Charlie guns down Jake in revenge for his father. Vincent is shot by Walker. They talk but he shoots Walker, prompting him to shoot Vincent dead. Ellie lets Charlie and Mia go. Walker, wounded, urges Ellie to arrest him. She refuses, and Walker looks upon the arriving police cars, his fate uncertain.

==Production==
On February 19, 2021, it was announced that Gareth Evans was attached to direct the film from a screenplay he wrote under his exclusive deal with Netflix. Evans received sole credit for the screenplay, with Scott Frank and John Lee Hancock receiving off-screen Additional Literary Material credit. Evans was also announced as a producer on the film alongside Tom Hardy and Ed Talfan for Severn Screen as well as Aram Tertzakian of XYZ Films.

Alongside the initial announcement, Hardy was cast in a lead role. Forest Whitaker was added to the cast the following month. In June 2021, Timothy Olyphant, Justin Cornwell, Jessie Mei Li, and Yeo Yann Yann joined the main cast, with Quelin Sepulveda, Luis Guzmán, Sunny Pang, and Michelle Waterson cast in supporting roles.

The film began principal photography on July 8, 2021, in Cardiff, Wales, where production predominantly took place. The film is "one of the biggest films ever to be produced in Wales" and left a "lasting legacy for filmmakers". Hardy was sighted at the Barry Island Pleasure Park in South Wales and outside the Brangwyn Hall in Swansea in July and August 2021 respectively. On October 22, 2021, filming officially wrapped. An initial cut of the film was delivered to the studio in February 2022, but the film needed reshoots, which were delayed until July 2024 due to scheduling conflicts and the SAG-AFTRA strike.
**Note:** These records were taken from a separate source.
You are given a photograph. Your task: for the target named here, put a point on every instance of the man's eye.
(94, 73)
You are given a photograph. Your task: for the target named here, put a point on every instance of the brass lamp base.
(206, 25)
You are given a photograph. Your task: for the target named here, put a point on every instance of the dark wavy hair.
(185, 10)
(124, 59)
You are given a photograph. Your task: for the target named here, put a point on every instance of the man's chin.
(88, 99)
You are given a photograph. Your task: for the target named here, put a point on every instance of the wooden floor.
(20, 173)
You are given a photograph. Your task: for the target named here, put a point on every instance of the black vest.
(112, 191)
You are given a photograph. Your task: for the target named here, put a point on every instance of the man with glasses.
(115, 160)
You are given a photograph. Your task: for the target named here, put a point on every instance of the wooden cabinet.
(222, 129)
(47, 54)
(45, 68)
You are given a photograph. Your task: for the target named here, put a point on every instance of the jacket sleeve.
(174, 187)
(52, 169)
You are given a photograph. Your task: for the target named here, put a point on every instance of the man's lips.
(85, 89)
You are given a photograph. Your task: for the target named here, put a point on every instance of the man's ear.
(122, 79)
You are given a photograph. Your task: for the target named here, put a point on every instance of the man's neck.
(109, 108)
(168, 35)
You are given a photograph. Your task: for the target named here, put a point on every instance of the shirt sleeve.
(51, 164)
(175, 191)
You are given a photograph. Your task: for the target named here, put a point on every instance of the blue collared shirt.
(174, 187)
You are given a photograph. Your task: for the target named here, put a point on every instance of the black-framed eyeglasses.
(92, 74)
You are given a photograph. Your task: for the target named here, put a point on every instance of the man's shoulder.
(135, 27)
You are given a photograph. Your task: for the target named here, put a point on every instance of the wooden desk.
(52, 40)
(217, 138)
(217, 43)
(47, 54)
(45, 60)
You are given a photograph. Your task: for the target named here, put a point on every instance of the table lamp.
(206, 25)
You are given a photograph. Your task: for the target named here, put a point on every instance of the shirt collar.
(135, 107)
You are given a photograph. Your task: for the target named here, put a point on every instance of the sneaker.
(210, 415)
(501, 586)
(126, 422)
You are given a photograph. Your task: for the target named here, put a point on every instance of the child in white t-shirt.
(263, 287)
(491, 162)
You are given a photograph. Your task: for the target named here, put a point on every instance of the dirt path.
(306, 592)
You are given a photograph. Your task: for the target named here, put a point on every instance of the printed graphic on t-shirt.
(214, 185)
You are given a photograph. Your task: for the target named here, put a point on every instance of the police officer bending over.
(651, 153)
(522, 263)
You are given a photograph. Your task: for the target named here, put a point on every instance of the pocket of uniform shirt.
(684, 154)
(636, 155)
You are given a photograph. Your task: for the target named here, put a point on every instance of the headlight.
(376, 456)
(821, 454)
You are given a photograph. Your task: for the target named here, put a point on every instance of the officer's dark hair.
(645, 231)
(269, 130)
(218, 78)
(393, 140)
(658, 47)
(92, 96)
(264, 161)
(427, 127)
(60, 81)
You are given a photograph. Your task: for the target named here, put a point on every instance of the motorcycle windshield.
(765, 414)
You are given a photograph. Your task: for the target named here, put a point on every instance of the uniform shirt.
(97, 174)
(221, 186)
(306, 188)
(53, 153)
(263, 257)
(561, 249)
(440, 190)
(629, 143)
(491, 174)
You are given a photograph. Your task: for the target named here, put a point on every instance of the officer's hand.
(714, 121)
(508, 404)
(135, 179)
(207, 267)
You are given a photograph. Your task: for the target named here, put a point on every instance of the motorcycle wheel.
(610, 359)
While it was shot primarily in Wales, the film is set in an unnamed fictional United States city, merging elements—such as an elevated train and a Chinatown district—of Chicago, New York, and Philadelphia.

==Release==
Havoc was released on Netflix on April 25, 2025.

==Reception==
 Metacritic, which uses a weighted average, assigned the film a score of 57 out of 100, based on 24 critics, indicating "mixed or average" reviews.

=== Viewership ===
According to data from Showlabs, Havoc ranked second on Netflix in the United States during the week of 21–27 April 2025.